Can AI Read Emotional Expression?

Published in

The Startup

13 min readDec 5, 2020

A collage of differing persons, with different expressions, classified by way of a convolutional neural network.

Robots are moving beyond the factory floors and into our offices, homes, and lives, becoming assistants. In time they will be our coworkers; in the future, we may find them being our companions and even our friends. We already interact on regular basis with narrow AIs in various guises, such as digital assistants such as Siri or Alexa. At present, the interaction is fairly narrow — we may, for example, ask Siri for a suggested restaurant while traveling in a new city, or about the weather forecast so we can be prepared with appropriate clothing for the day. Other AIs, such as Replika, may even become our companions, engaging us in an ongoing conversation, and becoming familiar with us.

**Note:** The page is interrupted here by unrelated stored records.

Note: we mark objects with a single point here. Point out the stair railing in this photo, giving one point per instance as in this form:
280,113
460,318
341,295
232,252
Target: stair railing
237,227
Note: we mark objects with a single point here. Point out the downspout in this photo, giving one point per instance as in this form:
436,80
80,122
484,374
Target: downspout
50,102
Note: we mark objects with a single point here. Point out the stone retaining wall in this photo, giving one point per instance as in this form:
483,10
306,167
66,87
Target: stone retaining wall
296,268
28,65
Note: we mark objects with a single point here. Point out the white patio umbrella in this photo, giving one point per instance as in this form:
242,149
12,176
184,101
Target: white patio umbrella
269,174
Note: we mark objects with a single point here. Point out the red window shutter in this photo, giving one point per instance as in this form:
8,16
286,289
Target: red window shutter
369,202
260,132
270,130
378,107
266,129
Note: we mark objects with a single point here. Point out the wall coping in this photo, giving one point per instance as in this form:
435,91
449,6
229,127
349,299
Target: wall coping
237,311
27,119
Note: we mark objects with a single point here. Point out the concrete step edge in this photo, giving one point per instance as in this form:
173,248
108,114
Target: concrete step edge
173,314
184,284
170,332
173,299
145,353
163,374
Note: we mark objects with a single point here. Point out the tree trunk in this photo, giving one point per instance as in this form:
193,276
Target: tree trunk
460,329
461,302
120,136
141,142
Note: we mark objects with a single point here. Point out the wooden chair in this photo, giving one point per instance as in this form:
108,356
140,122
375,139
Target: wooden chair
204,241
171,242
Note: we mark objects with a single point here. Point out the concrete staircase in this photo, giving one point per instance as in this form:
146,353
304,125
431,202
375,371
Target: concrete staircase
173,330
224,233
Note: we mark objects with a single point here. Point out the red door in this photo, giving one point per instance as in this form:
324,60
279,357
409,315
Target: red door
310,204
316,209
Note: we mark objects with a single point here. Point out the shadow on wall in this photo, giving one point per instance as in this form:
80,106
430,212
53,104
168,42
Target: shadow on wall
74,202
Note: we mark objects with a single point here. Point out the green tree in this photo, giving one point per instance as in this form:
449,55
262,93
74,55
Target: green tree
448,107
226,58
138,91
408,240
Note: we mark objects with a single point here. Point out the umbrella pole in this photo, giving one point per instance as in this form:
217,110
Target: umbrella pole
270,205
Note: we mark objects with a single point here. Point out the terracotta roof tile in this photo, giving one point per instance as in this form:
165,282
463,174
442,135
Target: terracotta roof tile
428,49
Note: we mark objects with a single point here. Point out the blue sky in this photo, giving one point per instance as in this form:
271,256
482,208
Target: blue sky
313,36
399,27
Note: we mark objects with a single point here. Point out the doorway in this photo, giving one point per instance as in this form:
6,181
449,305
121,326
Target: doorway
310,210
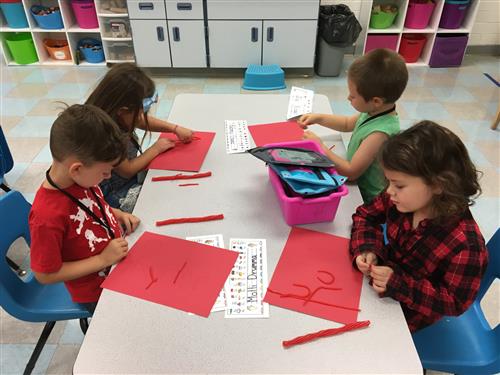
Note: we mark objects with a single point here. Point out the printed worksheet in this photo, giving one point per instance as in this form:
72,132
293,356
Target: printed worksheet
217,241
237,136
247,282
300,102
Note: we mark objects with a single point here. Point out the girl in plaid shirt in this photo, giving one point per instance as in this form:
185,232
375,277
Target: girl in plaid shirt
435,255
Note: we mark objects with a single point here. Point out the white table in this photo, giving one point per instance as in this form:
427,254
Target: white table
130,335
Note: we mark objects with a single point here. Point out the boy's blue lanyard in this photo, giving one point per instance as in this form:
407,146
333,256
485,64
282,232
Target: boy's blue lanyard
105,224
377,115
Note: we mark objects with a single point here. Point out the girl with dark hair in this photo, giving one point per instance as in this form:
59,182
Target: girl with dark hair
434,256
126,93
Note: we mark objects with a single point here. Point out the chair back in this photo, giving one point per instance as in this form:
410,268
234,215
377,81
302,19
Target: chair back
6,160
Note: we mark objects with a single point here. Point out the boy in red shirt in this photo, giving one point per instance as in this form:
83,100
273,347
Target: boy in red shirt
75,235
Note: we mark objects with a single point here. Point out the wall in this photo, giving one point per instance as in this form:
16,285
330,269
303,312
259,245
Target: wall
486,30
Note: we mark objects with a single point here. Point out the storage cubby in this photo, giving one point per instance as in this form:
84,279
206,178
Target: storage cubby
419,17
101,20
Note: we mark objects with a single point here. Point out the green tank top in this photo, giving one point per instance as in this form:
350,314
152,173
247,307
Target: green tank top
372,181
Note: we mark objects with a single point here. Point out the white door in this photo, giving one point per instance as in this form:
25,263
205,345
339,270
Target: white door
187,44
289,44
151,43
234,44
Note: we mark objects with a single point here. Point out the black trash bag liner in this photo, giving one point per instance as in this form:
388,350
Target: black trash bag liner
338,26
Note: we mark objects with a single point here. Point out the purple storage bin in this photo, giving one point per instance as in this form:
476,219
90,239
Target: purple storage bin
453,14
374,41
418,14
448,50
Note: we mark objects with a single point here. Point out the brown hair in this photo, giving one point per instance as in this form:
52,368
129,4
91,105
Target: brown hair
124,85
88,133
435,154
379,73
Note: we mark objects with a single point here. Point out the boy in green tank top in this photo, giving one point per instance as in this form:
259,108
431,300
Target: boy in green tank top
375,82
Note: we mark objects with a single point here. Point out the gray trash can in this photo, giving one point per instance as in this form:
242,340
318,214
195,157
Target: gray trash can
338,28
329,59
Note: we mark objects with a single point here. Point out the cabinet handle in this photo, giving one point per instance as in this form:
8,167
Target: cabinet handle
270,34
255,34
184,6
160,34
146,6
177,34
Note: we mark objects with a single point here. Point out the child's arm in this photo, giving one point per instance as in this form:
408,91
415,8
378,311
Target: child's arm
128,168
111,254
157,125
367,239
362,158
335,122
128,221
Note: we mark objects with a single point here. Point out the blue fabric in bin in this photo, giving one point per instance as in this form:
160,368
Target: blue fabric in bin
48,21
264,77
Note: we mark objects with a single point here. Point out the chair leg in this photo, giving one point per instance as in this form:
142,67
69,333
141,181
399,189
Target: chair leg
84,325
15,267
39,347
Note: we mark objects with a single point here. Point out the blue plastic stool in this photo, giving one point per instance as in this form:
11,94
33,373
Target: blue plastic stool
264,77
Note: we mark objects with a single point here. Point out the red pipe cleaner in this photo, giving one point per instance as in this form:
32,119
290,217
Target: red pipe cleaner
325,333
190,220
181,176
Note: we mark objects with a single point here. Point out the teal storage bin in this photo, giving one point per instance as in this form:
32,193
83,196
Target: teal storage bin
13,12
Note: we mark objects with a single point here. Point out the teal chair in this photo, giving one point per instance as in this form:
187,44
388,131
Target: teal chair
26,299
465,344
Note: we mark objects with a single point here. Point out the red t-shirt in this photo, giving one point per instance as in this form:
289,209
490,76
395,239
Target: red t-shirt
62,232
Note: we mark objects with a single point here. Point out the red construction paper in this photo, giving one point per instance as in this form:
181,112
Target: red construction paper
184,156
276,132
182,274
311,258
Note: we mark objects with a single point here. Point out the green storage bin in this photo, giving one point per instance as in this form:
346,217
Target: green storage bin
383,19
22,48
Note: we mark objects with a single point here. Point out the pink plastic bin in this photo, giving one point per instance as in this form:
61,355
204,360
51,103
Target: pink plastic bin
298,210
418,14
85,13
374,41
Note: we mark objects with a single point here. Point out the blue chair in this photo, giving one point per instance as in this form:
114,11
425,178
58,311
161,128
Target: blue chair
465,344
26,299
6,160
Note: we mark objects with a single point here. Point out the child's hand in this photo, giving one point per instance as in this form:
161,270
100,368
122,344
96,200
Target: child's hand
310,135
184,134
128,221
380,276
114,252
162,145
365,261
308,119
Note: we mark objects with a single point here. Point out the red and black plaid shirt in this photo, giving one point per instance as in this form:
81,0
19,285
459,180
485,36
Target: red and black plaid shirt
437,267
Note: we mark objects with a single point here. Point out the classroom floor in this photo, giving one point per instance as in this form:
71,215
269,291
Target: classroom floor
463,99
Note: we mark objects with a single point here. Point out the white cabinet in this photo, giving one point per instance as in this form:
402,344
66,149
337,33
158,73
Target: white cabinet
151,45
234,44
242,32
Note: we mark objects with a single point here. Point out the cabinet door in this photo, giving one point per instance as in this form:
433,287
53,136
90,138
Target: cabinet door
234,44
187,44
151,43
289,44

Other applications of interactive AI and robots are proposed in domains such as medicine and front line health care.

Most of these modalities are about verbal interactions. Human interaction is, however, not exclusively verbal. We also communicate with one another in a wider bandwidth which includes many non-verbal clues. The tone of voice with which one speaks, gestures, body language, and facial expressions are amongst the other channels by which humans interact. Our facial anatomy allows an amazing range of expressions, which may complement our verbal interactions often involuntarily. Imagine, for example, in conversation with a friend her expression changes — towards sadness, for example — and we may shift to enquire if something we have said may have hurt or distressed her. The course of the conversation shifts as a result.

Can computers — AI and, by extension, sociable robots — interact with us in a similar multi-dimensional fashion? Another way put, can an AI agent attain something akin to “theory of mind,” thereby recognizing the intentions and feelings of a conscious human agent? Can it express concern? One aspect or thread in this question may be: can a computer read emotional expressions that may allow more complex forms of interactions with human beings, recognizing how it affects the listener, for example? Narrowly, this can begin with the basic components of computer vision, detection, and classification.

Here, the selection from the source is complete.